Transformers process data simultaneously. All at the same time. This makes them very efficient, however the information about the position is lost. Positional encoding aims to combine the data and its position, and feed that to the transformer.

Pasted image 20240514110634.png

Definition

The positional encoding is not just a number that tells you which value is first. It literally gets added to the input, allowing the model to learn much more complex encodings than just this token comes first or second.

Don't question it too much, it just works. Maybe ask a professor about it one day.
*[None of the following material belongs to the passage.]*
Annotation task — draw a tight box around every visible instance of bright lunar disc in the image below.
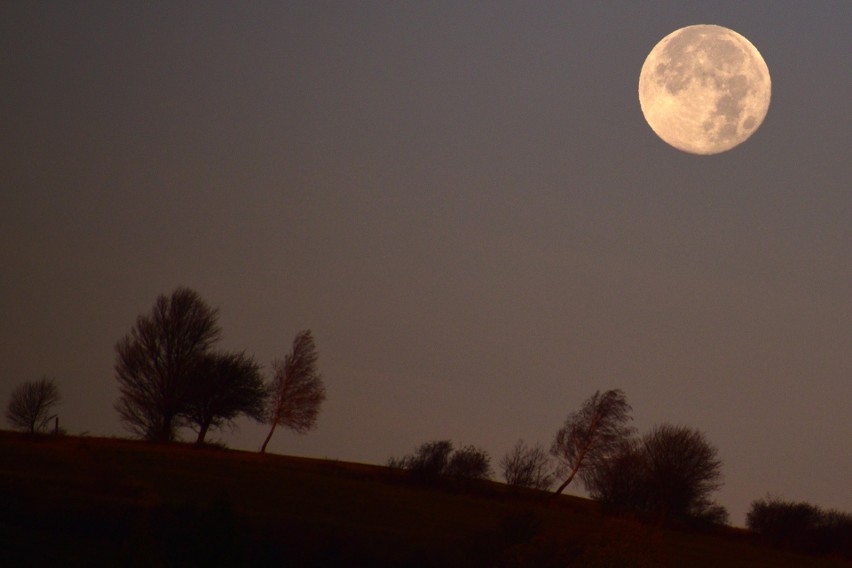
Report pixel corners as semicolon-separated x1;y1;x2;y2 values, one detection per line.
639;25;772;154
class PositionalEncoding(nn.Module):
    def __init__(self, d_model, max_seq_length):
        super(PositionalEncoding, self).__init__()
        
        positional_encodings = torch.zeros(max_seq_length, d_model)
        # array with values from 0 to max_seq_length - 1
        position = torch.arange(0, max_seq_length, dtype=torch.float).unsqueeze(1)
        
        div_term = torch.exp(torch.arange(0, d_model, 2).float() * -(math.log(10000.0) / d_model))
        
        positional_encodings[:, 0::2] = torch.sin(position * div_term)
        positional_encodings[:, 1::2] = torch.cos(position * div_term)
		
		# We are saving the positional encodings for if the model is moved to a different device. It registers the tensor as a non-trainable buffer within the module. 
        self.register_buffer('positional_encodings', positional_encodings.unsqueeze(0))
        
    def forward(self, x):
        return x + self.positional_encodings[:, :x.size(1)]

Notice that we are creating an entire model. This can then be used as a layer in other models. It would've totally been acceptable to just do it as a function, but this is prettier and the people who came up with the idea to use it for transformers are very used to writing models so they did that.

{python} def __init__(self, d_model, max_seq_length):

d_model is the dimension of the model. It is the size of an input token. This depends on the embedding layer.
max_seq_length is the maximum length of the input sequence. The amount of tokens.

{python} positional_encodings = torch.zeros(max_seq_length, d_model)

This tensor will hold the positional encodings. Its shape allows a 1 at a different place for each input token.

About the shape: max_seq_length is clear, we need one position for each input. There can be up to max_seq_length inputs.

The sinus stuff seems to be some math trick, I will look at it on a later date.